The Solution: Two New Approaches

The researchers tested two different ways to get around this roadblock to detect Acute Myeloid Leukemia (AML):

  1. The "Quantum-Inspired" Method (Equilibrium Propagation):

    • The Analogy: Imagine a crowded room of people trying to find the most comfortable way to stand. Instead of one person giving orders, everyone adjusts their position slightly based on the people around them until the whole room settles into a calm, balanced state.
    • How it works: This method doesn't "grade" mistakes one by one. Instead, it lets the system settle into a natural balance (equilibrium) to learn. It's like a physical system finding its resting point.
    • The Result: It was very good! It got 86.4% accuracy. That is only about 12% behind the best traditional computer program, and it did it without using the "forbidden" backpropagation method.
  2. The "Pure Quantum" Method (Variational Quantum Circuits):

    • The Analogy: Imagine a tiny, 4-person orchestra (since they only had 4 "qubits" or quantum bits). They are playing a song to recognize a blood cell. They can't play every note perfectly yet, but they are very efficient.
    • How it works: This uses a real quantum circuit (simulated on a regular laptop for now) that encodes the blood cell image into quantum states. A classical computer helps tune the quantum orchestra's settings until they get the right note.
    • The Result: It got 83% accuracy.

The Big Surprise: The "Data Hunger" Test

The researchers wanted to see how much "food" (data) these computers needed to learn. They fed them different amounts of blood cell pictures: 50, 100, 200, or 250 pictures per type.

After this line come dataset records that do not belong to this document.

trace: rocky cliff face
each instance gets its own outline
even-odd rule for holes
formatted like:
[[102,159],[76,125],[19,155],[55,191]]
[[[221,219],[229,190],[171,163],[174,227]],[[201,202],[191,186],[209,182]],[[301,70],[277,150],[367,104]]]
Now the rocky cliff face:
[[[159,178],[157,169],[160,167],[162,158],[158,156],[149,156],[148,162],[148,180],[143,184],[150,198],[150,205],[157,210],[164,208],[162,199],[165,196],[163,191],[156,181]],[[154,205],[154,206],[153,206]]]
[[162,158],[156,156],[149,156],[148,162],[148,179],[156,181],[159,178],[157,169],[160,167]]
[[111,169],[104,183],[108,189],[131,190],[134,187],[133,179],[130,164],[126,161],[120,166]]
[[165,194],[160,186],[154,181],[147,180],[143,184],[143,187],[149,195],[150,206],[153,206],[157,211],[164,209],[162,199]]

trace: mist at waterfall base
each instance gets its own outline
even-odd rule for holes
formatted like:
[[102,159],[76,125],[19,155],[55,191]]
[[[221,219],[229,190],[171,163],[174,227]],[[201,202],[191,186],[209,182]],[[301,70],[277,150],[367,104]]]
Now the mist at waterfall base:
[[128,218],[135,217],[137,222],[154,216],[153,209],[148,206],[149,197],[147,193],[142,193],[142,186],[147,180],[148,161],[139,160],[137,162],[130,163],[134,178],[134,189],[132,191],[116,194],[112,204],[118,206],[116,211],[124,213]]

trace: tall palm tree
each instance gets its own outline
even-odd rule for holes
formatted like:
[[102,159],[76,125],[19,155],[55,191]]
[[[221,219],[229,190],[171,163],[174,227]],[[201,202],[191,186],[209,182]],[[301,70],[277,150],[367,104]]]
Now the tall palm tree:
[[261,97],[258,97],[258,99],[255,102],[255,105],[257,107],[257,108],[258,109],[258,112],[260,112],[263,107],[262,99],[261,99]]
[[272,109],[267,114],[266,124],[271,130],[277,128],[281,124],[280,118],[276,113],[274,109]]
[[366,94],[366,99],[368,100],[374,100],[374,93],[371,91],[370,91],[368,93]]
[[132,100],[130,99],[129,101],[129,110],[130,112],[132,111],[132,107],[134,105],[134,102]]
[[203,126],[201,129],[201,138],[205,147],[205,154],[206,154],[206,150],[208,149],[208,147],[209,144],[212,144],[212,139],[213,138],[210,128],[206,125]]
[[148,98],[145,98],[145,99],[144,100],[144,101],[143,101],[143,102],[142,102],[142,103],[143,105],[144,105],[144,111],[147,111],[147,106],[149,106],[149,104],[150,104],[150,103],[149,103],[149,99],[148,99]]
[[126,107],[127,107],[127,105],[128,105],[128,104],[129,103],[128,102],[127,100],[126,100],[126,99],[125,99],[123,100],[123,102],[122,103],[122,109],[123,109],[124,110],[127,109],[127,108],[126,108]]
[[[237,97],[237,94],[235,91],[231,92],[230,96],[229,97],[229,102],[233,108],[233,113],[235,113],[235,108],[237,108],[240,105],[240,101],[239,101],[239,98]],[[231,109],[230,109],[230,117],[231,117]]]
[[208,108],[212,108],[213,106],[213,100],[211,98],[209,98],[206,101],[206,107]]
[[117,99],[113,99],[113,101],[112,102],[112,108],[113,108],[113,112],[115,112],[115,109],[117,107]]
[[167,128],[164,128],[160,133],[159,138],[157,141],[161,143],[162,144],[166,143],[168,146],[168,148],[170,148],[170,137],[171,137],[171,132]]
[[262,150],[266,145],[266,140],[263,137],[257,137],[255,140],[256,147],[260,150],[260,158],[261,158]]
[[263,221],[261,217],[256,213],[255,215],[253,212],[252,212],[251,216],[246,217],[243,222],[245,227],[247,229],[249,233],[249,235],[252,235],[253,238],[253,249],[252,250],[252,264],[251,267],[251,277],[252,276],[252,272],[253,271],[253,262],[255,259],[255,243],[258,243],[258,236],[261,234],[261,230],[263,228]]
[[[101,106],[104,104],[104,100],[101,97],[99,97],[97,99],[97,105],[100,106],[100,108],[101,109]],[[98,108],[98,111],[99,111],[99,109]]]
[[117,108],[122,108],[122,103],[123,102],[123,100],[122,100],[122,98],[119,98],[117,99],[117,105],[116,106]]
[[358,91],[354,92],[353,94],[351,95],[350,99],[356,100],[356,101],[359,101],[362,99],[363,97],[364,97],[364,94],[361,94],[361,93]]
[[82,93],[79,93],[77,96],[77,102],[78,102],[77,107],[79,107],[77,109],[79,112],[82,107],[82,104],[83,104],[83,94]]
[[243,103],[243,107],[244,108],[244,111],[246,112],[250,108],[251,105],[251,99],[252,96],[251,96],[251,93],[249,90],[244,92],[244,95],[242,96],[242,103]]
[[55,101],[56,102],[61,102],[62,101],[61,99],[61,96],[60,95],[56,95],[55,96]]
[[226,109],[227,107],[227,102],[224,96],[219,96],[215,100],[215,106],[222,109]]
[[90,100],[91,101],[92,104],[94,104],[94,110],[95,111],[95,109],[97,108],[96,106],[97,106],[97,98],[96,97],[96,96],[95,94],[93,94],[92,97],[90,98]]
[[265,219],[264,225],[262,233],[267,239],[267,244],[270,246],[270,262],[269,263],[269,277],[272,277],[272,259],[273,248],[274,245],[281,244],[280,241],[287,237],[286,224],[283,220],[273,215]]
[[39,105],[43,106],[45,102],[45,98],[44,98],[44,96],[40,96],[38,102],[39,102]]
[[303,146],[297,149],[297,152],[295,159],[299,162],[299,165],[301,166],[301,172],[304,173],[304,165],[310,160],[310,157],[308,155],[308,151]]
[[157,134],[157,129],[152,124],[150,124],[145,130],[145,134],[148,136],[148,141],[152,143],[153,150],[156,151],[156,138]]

  • The Traditional AI (CNN): This is like a gourmet chef who needs a huge pantry to cook a perfect meal. It needed 250 pictures to reach its peak performance (98% accuracy). If you only gave it 50 pictures, its performance dropped.
  • The Quantum Methods: These are like a survival expert who can make a great meal with very few ingredients.
    • The Quantum Circuit stayed steady at 83% accuracy even with just 50 pictures. It didn't need more data to stay consistent.
    • The Equilibrium Propagation method also did well with less data.

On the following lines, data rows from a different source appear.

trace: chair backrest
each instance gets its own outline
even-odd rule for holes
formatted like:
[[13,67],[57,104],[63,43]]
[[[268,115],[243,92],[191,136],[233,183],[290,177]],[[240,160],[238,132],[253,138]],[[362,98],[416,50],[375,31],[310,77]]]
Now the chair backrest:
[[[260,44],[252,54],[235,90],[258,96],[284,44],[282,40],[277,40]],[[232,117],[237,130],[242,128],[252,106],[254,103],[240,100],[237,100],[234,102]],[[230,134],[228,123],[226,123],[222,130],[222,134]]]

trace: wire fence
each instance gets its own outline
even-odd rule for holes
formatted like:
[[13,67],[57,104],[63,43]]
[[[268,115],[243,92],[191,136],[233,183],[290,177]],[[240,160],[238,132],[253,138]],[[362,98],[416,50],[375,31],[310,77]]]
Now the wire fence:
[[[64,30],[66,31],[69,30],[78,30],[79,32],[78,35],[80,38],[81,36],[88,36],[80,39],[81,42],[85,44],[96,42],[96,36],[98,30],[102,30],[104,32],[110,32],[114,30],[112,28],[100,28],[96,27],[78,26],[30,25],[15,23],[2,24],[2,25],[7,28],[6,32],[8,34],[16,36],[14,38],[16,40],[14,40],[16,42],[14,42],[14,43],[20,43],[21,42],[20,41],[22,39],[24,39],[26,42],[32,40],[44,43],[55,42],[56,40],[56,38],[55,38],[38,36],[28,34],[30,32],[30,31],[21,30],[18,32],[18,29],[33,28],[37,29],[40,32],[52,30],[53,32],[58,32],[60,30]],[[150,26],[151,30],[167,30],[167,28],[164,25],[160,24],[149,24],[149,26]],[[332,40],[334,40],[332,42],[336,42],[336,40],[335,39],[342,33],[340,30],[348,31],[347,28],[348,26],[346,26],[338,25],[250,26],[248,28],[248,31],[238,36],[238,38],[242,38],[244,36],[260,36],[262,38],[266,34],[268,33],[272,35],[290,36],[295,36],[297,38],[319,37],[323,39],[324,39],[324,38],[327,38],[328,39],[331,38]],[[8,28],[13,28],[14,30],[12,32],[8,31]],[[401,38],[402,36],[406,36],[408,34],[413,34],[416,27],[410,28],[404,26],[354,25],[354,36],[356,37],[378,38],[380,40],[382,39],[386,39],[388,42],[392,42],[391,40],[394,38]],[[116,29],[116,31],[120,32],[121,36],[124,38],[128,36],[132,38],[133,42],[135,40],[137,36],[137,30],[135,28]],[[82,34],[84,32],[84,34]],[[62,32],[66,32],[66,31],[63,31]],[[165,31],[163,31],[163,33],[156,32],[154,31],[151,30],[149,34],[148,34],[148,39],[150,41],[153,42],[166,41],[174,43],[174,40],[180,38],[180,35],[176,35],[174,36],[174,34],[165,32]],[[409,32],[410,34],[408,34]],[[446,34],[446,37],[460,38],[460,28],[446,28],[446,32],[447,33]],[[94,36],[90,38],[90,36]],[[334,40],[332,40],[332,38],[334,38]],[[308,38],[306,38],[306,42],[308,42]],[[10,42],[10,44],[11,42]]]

The Takeaway: While the traditional AI is currently the "champion" at getting the highest score, the quantum methods are the "champions of efficiency." They can learn almost as well with 5 times less data. This is huge for medicine, where getting expert-labeled pictures of rare diseases is often very difficult and expensive.

The Bottom Line

The paper proves that even with the current limitations of quantum technology (and using a simulator on a laptop, not a real quantum supercomputer yet), these new methods can:

  1. Work without breaking the rules of quantum physics (no backpropagation).
  2. Perform competitively on real medical images.
  3. Learn effectively from small datasets, which is a major advantage for rare diseases.

The researchers are essentially saying: "We haven't built the perfect quantum computer yet, but we've shown that the ideas behind quantum learning are ready to help doctors, especially when we don't have a lot of data to work with."